Star Wars survey project - SettingWithCopyWarning

Screen Link:

My Code:

bool_map = {'Yes': True, 'No': False}
for col in [
    "Have you seen any of the 6 films in the Star Wars franchise?",
    "Do you consider yourself to be a fan of the Star Wars film franchise?"
    ]:
    star_wars[col] = star_wars[col].map(bool_map)

What I expected to happen:
df.map() function to work and values in the dataframe to be replaced accordingly

What actually happened:

/dataquest/system/env/python3/lib/python3.4/site-packages/ipykernel/__main__.py:5: SettingWithCopyWarning: 
A value is trying to be set on a copy of a slice from a DataFrame.
Try using .loc[row_indexer,col_indexer] = value instead

See the caveats in the documentation: http://pandas.pydata.org/pandas-docs/stable/indexing.html#indexing-view-versus-copy

To be clear, the map did work, but it still throws this warning. I’ve read the DQ blog post on SettingWithCopyWarning and have researched elsewhere online, and I can’t find the fix. I’ve tried to append .copy() to the end of my code but this doesn’t work either. I’ve also tried star_wars.loc[:, col] = star_wars.loc[:, col].map(bool_map) with the same result.

To make things more confusing, the solution set uses my exact same method!
Thanks in advance.

I tried your code it did not re-produce any error

Can you show add your full code?

Thanks. I’ve attached my notebook and star_wars.csv.
Basics.ipynb (157.2 KB) star_wars.csv (521.8 KB)

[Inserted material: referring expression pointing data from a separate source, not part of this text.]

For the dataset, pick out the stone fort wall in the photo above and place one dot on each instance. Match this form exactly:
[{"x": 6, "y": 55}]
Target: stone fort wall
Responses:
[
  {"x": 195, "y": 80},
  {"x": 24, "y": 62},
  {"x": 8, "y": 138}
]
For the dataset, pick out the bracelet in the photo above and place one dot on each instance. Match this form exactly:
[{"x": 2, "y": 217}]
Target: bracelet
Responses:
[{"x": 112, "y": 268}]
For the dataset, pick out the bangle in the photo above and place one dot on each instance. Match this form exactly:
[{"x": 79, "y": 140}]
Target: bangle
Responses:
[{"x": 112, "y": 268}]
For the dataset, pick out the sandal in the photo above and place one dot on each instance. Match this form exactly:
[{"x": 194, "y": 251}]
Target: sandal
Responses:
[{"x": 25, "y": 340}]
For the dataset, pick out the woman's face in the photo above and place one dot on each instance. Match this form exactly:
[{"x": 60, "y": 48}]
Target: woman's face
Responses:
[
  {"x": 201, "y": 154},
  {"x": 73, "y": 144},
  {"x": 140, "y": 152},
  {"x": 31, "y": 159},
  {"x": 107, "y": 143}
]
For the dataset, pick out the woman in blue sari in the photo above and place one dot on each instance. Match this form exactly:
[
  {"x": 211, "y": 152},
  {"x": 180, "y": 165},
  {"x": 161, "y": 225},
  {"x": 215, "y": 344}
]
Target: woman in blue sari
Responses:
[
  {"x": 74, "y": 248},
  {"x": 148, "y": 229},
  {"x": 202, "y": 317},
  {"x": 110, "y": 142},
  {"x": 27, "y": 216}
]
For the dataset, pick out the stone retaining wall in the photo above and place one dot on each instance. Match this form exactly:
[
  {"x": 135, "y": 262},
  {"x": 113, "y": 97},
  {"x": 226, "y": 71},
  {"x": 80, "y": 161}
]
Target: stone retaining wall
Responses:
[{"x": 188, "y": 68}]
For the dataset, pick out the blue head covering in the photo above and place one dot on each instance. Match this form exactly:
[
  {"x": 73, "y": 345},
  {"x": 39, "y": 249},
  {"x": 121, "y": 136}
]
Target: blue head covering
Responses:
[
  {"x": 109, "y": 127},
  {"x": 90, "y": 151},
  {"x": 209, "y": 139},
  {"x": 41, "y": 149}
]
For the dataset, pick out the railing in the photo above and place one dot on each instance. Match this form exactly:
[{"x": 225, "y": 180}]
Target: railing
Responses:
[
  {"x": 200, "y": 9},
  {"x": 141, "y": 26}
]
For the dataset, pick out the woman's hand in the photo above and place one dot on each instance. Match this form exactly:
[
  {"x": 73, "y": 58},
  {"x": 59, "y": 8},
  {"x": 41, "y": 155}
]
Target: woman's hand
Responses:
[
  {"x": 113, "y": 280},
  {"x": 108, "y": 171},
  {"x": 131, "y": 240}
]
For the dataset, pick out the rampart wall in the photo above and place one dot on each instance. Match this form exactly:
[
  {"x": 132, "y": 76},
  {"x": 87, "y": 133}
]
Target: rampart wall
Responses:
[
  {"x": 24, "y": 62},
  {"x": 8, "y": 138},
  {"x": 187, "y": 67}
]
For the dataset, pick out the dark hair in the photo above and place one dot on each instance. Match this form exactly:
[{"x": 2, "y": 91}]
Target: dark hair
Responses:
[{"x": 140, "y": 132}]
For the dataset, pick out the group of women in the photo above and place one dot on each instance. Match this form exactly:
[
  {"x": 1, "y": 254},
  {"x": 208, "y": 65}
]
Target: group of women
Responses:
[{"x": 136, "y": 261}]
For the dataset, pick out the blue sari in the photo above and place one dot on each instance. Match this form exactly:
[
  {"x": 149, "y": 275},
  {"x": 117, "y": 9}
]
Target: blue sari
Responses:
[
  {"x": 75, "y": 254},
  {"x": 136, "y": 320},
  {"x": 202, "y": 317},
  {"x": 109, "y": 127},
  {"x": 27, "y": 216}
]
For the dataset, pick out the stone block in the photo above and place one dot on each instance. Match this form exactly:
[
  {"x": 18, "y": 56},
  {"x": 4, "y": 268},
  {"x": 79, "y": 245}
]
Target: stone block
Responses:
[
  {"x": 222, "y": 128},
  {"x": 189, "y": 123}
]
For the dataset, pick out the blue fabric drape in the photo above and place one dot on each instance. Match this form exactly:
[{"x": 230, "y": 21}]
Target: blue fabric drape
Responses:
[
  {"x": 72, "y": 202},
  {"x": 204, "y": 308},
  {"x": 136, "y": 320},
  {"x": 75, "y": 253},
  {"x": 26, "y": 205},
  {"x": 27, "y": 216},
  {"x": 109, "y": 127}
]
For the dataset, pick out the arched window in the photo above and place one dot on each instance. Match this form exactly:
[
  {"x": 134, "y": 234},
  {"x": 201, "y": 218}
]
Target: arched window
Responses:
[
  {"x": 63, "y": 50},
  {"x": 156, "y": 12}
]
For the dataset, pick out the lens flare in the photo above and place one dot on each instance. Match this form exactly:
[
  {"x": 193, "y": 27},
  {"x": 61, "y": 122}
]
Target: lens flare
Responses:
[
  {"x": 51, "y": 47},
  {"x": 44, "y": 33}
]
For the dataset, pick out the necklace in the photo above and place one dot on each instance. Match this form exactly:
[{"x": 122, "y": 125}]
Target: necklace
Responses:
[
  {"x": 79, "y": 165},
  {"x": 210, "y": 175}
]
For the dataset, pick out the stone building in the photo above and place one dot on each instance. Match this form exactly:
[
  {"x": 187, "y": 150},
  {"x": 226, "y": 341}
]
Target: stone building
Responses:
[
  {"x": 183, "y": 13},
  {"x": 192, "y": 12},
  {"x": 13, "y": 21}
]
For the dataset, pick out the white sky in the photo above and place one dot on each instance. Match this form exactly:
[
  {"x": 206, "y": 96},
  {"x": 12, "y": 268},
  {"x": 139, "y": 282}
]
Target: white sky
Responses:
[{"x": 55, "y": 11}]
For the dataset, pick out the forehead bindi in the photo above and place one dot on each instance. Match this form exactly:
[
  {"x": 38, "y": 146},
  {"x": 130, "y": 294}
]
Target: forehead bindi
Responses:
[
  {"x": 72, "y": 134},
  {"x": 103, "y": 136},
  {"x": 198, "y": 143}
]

Click here to view the jupyter notebook file in a new tab

Hi! Try to add .copy() to the cell #4 where you drop the rows with IDrespondent in null.
This one:
star_wars = star_wars[pd.notnull(star_wars['RespondentID'])] #drop rows with null RespondentID

2 Likes

That did work - thanks! Would you be able to explain why that made a difference for my understanding. Again, here the solution file seemed to do the same as I had done, but without using copy().

Hi @mikedbjones

Cell #4 in conjunction with cell #7 should be the culprit. As @ksenia.kustanovich mentioned adding copy() to cell #4 should resolve the issue.

star_wars = star_wars[pd.notnull(star_wars['RespondentID'])].copy()

Alternatively you could operate on the original data frame with out setting a copy when basing your implementation on DataFrame.loc[]. However, I don’t think this leads to a simpler solution in this case.

Some additional thoughts on this. What your are in essence trying to do is chained assignement. This can lead to unexpected behavior and is therefor not considered a good idea. The details are explained in this excellent DQ blog post: settingwithcopywarning

Best
htw

2 Likes

Thanks for this, much appreciated.